Diodicity measurements

This section describes the experimental setup for the measurement of diodicity of the Tesla valves as defined by Eq. (1). Thus, for the direct measurement of the diodicity, it is necessary to measure the inlet and outlet pressure of a Tesla valve for both flow directions and calculate the ratio of the respective pressure drops. To generate a constant flow rate, a high precision neMESYS syringe pump from CETONI was used. At the same time, the pressure was measured directly before and after the fluid connections with two precise MPS-pressure sensors from Elveflow. The experimental setup is shown in Fig. 5a. The flow rate was increased by 1 μl every seven seconds from 0 μl to 20 μl. Since the pressure was initially unstable after every flow rate variation, the measured values during the first and last second of each seven-second-long measurement interval were ignored. The mean value of the pressure values was calculated from the values of the remaining five seconds of each measuring interval. The resulting mean values are shown in Fig. 5b. After measuring the pressure drop for both directions, the diodicity was calculated using Eq. (1) (see Supplementary Information for more details).

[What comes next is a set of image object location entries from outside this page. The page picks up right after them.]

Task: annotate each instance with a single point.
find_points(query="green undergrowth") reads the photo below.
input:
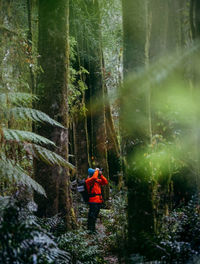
(25, 238)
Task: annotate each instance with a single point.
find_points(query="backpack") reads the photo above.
(81, 188)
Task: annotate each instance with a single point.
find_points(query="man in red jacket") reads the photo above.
(93, 184)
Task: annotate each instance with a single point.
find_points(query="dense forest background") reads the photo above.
(112, 84)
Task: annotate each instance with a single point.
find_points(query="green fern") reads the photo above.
(33, 115)
(25, 136)
(20, 99)
(14, 172)
(50, 157)
(16, 106)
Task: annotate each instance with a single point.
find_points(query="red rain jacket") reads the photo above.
(93, 186)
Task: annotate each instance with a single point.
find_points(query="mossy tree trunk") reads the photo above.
(79, 117)
(95, 95)
(52, 86)
(135, 131)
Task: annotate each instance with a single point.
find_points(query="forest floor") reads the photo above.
(110, 258)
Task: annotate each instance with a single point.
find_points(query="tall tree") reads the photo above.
(52, 86)
(134, 125)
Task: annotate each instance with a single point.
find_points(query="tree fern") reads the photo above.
(20, 99)
(49, 157)
(15, 106)
(13, 171)
(25, 136)
(33, 115)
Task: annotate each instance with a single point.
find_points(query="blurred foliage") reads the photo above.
(22, 240)
(83, 247)
(115, 222)
(180, 233)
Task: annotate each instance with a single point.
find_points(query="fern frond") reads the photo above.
(34, 115)
(48, 156)
(19, 99)
(21, 136)
(14, 172)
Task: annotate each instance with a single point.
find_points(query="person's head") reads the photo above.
(90, 172)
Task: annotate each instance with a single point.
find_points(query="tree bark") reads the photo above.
(52, 87)
(135, 132)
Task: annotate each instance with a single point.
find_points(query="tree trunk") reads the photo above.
(134, 130)
(52, 89)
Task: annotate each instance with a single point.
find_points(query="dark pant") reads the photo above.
(94, 209)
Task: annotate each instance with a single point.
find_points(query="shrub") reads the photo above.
(23, 241)
(180, 234)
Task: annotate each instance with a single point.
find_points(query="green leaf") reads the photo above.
(34, 115)
(24, 99)
(21, 136)
(49, 157)
(14, 172)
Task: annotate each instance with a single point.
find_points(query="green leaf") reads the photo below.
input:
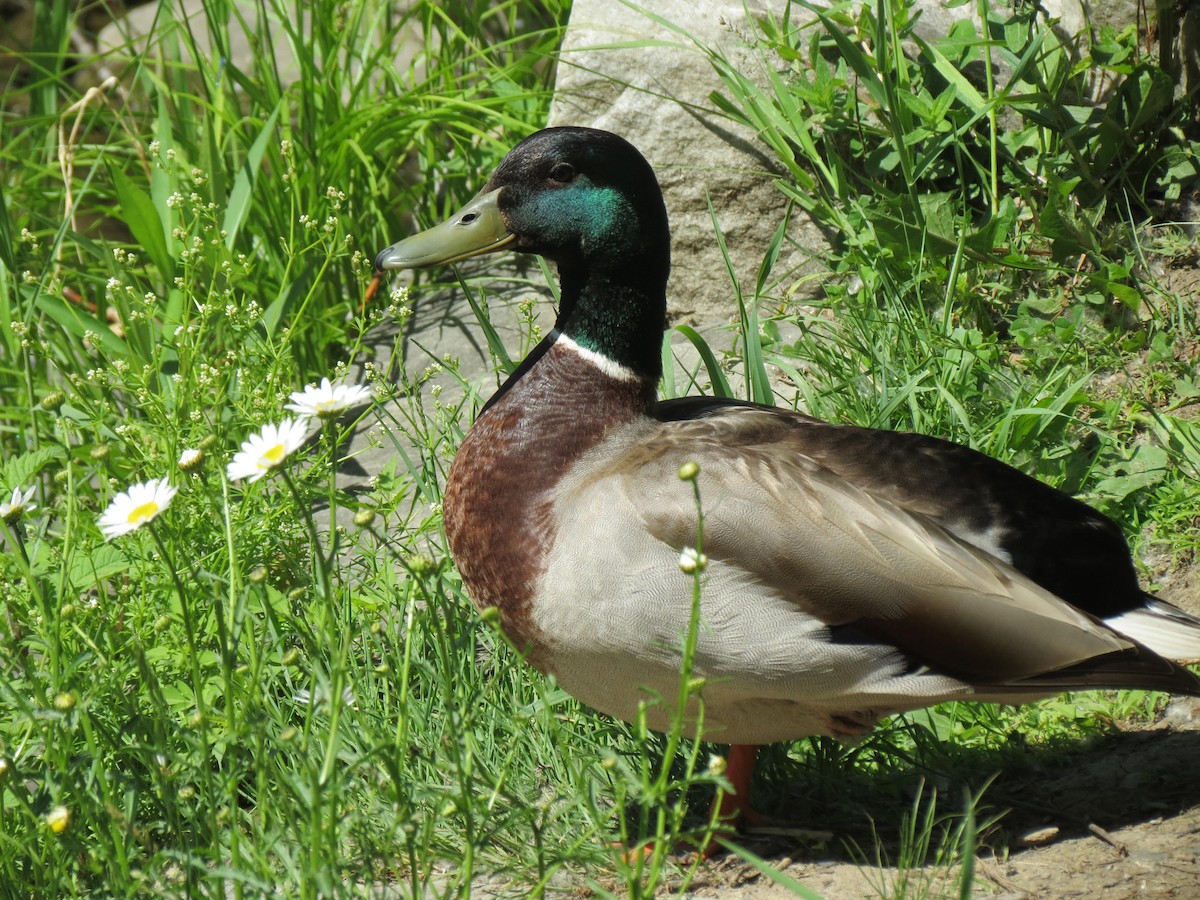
(137, 210)
(19, 471)
(238, 207)
(715, 373)
(6, 244)
(89, 568)
(77, 321)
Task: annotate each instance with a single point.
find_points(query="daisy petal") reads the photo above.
(325, 400)
(263, 451)
(135, 507)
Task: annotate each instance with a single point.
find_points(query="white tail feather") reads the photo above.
(1167, 630)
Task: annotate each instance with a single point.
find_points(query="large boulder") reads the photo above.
(645, 76)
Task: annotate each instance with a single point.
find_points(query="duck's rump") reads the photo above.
(823, 605)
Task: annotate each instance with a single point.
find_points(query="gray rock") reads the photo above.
(625, 71)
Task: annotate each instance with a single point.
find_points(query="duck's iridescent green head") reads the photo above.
(589, 202)
(580, 197)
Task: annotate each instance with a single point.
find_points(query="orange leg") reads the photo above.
(735, 808)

Fig. 5: The experimental setup for the measurement of diodicity and exemplary pressure curves.
figure 5

a A syringe pump is connected to the first pressure sensor and then to the inlet of the valve. The second pressure sensor is attached to the outlet of the valve. At the end of the tubes, a small 3D-printed water sink is attached to allow the liquid to flow out without bubbles. Otherwise, due to the Laplace pressure, the bubbles would strongly influence the pressure signal. The analogue sensor signals are digitised using custom-built electronics and are automatically recorded. b Example of the measured and simulated pressure difference as a function of the flow rate for valve VC for the different flow directions.

Velocity measurements

For a detailed comparison of the theoretically designed structure and the actually obtained Tesla valves, velocity measurements were carried out using microscopic particle image velocimetry (μPIV44,45,46). For the potential of this method and recent advancements, the interested reader is referred to the results of the latest PIV challenge47. Small tracer particles (dP = 1μm) doped with a fluorescent dye were suspended in de-ionized water as the working fluid. The volume flow rate was adjusted to 10 μl s−1 using a neMESYS syringe pump. The region of interest was observed with an inverted microscope (Zeiss Axio Observer by Zeiss GmbH) with a magnification of M = 5. A double-pulse Nd:YAG laser with wavelength of 432 nm (Innolas GmbH) was used to illuminate the particles. A dichroic mirror and a long-pass filter allow only the fluorescent light of the particles to pass to the camera sensor. Each experiment recorded 1000 double-frame images with a 12 bit Sensicam QE camera (PCO GmbH) with 1376 × 1040 pixel using a frame rate of ~ 4 Hz. The time delay between frames was in the order of 10 μs and was adjusted to the specific setup to give a mean particle image displacement of about 15 pixel. A calibration target (Thorlabs GmbH, 100 μm spacing) was used for calibration and gave a calibration factor of 1185 pixel/mm. For time synchronization and image evaluation the software DaVis (LaVision GmbH) was used. To reduce the effect of the out-of-focus particles for the cross-correlation evaluation, image pre-processing was applied (subtraction of sliding minimum for background removal, min-max intensity and bandwidth filter)48. As only small particles were used and the seeding concentration was kept moderate, the sum-of-correlation approach49 was used to give reliable results with high resolution. A multi-grid window deformation approach with decreasing interrogation window size and 50% overlap was applied to determine the large velocity range with low relative uncertainty with a final vector spacing of 6.75 μm in each direction.